Dogs are a pack-social species. Unlike solitary species such as bears or herd-social species such as cattle, pack-social animals (such as humans and many other primates) have a hierarchy.
Pack-social creatures have many rituals--some instinctive, some developed by the pack over time, some invented by individuals--for establishing the trust and caring that allows the pack to function effectively as a unit, and for establishing the hierarchy that keeps it running smoothly, especially in a crisis.
Dogs can't talk, they don't have hands, they haven't got a hundred facial muscles for communicating with looks, and even the "keen-eyed" breeds are almost legally blind by human standards. So their rituals are built around the senses they do have: hearing, smell and touch. Bumping into another dog and finding out how he reacts is a good way of expressing camaraderie, while at the same time determining which of you outranks the other.
Dogs and humans form multi-species packs, so we get the same treatment from them, just as we have taught them some of our own species's social rituals.

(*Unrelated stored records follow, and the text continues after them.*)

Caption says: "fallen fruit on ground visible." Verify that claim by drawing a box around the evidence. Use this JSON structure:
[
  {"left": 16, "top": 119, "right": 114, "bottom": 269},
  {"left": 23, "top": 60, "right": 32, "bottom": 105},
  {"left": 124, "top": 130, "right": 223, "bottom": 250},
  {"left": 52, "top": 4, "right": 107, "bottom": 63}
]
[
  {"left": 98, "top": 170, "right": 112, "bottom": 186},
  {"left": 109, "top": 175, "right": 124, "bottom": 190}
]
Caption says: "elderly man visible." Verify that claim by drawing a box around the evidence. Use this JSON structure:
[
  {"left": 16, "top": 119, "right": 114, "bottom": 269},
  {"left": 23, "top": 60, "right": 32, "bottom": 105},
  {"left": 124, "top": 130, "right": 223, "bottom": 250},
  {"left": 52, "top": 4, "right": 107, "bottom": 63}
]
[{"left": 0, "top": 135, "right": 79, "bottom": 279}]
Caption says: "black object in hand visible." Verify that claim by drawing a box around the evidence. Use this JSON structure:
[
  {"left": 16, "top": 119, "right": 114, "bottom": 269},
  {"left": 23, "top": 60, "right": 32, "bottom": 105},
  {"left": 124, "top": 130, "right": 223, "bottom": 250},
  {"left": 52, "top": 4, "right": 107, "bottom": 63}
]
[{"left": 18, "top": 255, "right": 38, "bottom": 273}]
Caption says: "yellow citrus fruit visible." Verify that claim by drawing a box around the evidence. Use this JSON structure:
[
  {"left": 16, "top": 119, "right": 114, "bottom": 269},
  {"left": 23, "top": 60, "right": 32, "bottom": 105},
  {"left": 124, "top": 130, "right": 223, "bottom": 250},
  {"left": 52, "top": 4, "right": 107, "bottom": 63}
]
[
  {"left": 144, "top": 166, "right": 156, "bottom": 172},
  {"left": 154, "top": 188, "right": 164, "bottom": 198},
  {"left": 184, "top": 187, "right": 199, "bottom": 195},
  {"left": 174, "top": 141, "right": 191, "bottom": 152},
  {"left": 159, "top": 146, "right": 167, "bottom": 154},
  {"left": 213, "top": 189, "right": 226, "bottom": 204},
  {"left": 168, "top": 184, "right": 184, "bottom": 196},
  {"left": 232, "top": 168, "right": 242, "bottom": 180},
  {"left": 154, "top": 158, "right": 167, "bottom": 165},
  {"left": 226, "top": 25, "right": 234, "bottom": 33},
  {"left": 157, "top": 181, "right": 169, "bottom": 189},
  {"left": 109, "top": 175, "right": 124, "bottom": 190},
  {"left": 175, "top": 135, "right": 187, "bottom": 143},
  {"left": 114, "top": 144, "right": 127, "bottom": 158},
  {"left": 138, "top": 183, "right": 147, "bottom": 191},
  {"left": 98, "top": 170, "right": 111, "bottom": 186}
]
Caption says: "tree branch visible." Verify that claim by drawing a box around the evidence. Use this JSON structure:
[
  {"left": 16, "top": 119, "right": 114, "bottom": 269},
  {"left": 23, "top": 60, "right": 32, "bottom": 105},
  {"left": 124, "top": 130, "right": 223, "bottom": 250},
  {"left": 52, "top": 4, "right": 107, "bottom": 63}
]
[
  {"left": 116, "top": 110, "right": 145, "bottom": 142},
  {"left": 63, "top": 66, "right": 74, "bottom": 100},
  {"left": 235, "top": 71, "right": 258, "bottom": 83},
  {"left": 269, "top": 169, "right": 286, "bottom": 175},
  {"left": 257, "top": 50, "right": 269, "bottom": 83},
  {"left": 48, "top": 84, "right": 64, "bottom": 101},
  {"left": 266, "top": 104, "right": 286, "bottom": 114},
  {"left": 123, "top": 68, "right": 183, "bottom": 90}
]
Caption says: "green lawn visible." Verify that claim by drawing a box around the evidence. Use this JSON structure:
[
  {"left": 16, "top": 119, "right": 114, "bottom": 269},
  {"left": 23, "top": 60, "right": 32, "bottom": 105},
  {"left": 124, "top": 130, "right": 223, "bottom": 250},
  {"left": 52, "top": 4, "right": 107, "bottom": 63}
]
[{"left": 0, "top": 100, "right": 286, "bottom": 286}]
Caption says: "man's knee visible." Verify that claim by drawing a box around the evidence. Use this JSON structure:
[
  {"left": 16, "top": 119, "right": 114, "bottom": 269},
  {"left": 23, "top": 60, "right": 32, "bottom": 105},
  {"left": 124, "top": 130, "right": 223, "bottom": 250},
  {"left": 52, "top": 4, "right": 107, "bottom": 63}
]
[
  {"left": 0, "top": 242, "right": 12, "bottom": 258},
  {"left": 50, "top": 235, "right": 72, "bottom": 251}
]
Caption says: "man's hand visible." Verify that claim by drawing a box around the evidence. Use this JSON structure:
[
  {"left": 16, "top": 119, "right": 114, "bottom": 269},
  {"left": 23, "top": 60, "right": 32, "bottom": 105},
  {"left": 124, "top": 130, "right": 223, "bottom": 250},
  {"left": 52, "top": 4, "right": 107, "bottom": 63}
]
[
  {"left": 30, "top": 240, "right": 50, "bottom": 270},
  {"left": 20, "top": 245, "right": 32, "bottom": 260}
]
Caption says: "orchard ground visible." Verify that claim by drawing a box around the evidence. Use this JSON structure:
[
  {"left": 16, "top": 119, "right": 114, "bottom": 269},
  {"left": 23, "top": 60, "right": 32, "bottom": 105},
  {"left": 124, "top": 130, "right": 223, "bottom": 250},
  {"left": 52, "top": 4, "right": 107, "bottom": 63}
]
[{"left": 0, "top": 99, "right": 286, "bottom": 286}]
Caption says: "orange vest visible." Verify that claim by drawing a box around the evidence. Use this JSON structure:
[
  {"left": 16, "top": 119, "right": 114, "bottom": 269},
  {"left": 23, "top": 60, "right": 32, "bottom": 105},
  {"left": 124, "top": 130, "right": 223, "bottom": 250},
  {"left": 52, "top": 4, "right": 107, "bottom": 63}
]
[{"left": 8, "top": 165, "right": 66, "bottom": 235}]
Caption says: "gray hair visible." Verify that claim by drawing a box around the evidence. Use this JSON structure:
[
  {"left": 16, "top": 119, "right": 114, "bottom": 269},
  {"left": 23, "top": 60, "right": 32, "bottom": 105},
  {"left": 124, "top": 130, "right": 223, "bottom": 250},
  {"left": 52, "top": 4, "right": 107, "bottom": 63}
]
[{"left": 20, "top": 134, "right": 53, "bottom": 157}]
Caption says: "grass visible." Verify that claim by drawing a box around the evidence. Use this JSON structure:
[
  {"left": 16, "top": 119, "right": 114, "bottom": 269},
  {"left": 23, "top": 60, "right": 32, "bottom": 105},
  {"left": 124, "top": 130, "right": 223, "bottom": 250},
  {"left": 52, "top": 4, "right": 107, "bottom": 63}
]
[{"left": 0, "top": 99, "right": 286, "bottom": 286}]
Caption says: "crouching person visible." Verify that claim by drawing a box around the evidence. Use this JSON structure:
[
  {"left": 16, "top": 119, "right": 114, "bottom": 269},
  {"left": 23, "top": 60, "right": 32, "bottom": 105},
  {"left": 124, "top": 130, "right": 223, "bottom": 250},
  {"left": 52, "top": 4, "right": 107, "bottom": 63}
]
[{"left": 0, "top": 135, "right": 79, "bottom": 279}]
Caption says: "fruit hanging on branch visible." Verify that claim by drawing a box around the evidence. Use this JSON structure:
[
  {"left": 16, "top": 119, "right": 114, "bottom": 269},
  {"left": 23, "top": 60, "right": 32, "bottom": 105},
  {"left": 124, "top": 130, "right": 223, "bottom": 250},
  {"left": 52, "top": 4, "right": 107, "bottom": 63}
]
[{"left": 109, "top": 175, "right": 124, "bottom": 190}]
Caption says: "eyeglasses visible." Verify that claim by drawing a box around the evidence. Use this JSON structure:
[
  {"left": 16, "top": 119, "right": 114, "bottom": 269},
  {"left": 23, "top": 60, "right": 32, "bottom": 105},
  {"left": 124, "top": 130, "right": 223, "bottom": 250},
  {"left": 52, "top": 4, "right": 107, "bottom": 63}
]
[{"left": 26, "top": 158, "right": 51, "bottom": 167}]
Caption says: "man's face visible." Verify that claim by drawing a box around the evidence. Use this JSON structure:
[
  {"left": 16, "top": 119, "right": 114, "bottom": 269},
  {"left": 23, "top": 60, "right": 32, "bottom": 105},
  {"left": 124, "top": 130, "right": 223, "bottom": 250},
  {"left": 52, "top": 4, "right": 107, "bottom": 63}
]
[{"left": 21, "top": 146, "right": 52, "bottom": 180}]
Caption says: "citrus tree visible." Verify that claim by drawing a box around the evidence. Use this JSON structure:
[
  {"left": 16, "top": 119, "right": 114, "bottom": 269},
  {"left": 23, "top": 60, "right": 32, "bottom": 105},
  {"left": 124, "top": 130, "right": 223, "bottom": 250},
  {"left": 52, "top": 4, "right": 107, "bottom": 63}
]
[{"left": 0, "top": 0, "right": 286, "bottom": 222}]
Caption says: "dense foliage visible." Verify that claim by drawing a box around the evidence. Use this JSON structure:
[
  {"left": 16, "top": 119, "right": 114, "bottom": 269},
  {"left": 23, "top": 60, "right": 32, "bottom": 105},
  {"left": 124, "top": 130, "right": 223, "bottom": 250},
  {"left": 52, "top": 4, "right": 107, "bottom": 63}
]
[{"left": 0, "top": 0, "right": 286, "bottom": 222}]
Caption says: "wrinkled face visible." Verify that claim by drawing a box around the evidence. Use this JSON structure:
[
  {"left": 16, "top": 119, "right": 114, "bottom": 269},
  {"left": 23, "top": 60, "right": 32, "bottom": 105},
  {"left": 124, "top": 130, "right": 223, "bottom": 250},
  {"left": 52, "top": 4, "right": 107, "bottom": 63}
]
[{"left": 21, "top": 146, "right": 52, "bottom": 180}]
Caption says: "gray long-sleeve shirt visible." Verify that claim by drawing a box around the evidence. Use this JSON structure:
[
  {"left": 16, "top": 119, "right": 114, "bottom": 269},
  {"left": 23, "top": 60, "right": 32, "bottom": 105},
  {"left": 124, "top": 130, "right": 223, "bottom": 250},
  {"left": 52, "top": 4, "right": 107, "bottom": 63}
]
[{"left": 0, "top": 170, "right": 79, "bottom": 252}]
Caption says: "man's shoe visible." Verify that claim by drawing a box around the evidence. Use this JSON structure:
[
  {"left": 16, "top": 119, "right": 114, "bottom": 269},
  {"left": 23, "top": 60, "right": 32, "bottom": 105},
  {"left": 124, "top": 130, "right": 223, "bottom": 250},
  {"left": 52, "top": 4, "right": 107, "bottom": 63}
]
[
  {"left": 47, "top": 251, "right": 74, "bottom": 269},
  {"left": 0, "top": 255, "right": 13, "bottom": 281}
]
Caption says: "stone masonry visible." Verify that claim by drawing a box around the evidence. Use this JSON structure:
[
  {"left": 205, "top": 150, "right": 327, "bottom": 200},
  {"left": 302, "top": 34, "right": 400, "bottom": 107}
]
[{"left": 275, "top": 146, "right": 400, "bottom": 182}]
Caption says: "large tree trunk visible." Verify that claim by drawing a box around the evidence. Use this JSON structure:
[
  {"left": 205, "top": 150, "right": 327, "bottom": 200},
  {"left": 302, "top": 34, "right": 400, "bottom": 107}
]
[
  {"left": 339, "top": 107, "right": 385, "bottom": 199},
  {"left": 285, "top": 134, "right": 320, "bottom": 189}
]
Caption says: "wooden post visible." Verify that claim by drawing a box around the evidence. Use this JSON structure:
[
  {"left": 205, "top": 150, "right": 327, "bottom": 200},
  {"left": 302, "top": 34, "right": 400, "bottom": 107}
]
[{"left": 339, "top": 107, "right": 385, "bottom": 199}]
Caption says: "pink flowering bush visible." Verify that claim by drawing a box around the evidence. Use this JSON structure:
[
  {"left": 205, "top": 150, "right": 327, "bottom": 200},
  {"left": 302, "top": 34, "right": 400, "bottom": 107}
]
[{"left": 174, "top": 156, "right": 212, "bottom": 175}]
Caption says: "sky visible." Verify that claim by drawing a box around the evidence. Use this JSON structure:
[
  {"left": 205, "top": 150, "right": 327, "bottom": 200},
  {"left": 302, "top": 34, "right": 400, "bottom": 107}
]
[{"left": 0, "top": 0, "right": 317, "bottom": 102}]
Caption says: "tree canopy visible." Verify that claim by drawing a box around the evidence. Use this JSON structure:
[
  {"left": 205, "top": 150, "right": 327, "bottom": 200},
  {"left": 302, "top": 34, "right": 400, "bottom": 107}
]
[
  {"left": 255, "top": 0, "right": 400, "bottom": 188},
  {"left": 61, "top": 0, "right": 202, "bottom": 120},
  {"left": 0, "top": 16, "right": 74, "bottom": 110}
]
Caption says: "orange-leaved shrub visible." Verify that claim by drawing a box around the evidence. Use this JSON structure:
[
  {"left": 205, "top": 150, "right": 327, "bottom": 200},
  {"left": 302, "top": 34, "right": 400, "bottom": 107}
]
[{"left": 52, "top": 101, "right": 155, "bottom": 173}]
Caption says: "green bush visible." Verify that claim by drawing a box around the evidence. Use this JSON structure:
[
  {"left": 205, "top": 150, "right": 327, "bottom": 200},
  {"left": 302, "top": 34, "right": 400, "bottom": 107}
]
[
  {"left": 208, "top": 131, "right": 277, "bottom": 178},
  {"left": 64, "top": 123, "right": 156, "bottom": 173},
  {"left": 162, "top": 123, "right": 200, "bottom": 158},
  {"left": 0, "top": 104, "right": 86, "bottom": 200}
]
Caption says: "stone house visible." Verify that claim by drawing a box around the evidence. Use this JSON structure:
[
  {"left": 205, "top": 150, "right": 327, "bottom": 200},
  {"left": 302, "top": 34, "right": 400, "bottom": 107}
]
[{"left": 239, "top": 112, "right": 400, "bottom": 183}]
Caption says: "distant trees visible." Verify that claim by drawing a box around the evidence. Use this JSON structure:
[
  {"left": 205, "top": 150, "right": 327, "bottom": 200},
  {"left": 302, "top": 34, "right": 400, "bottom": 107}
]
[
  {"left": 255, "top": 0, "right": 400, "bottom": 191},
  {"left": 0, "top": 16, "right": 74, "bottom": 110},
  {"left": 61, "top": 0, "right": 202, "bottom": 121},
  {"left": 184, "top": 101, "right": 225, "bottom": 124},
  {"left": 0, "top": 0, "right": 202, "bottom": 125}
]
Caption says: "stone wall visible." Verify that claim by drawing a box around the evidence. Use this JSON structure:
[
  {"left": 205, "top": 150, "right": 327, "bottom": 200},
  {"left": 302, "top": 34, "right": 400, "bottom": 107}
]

Dogs and wolves are a single species. Dogs are the descendants of the wolves who were curious and adventurous enough to investigate the advantages of forming a multi-species pack. Their running speed and acute hearing and olfactory senses, combined with our planning ability and sharp sticks that could kill even a mammoth, made it possible for a mixed pack to bring down far more game than either could do alone.
DNA analysis recently discovered that dogs domesticated themselves only once, in what is now China, around 15,000 years ago. Pups from that pack accompanied their partners on their travels and were traded with other tribes until they reached every continent except Antarctica, rather than the domestication of wolves being reenacted multiple times.
I find it provocative that Homo sapiens lived in small, nomadic extended-family units for almost 200,000 years, regarding other packs as hated competitors for scarce resources... But once we learned how to live in harmony and cooperation with individuals of another species, a mere 3,000 years later we began combining into larger groups and building farming villages, then cities, and ultimately a world-spanning civilization in which we each live more-or-less in harmony and cooperation with total strangers.
This is a lifestyle our contentious Mesolithic ancestors could not have imagined. I suggest that it was the creation by humans and dogs of the first multi-species community on earth that showed us the way to do this. Without dogs there might never have been civilization.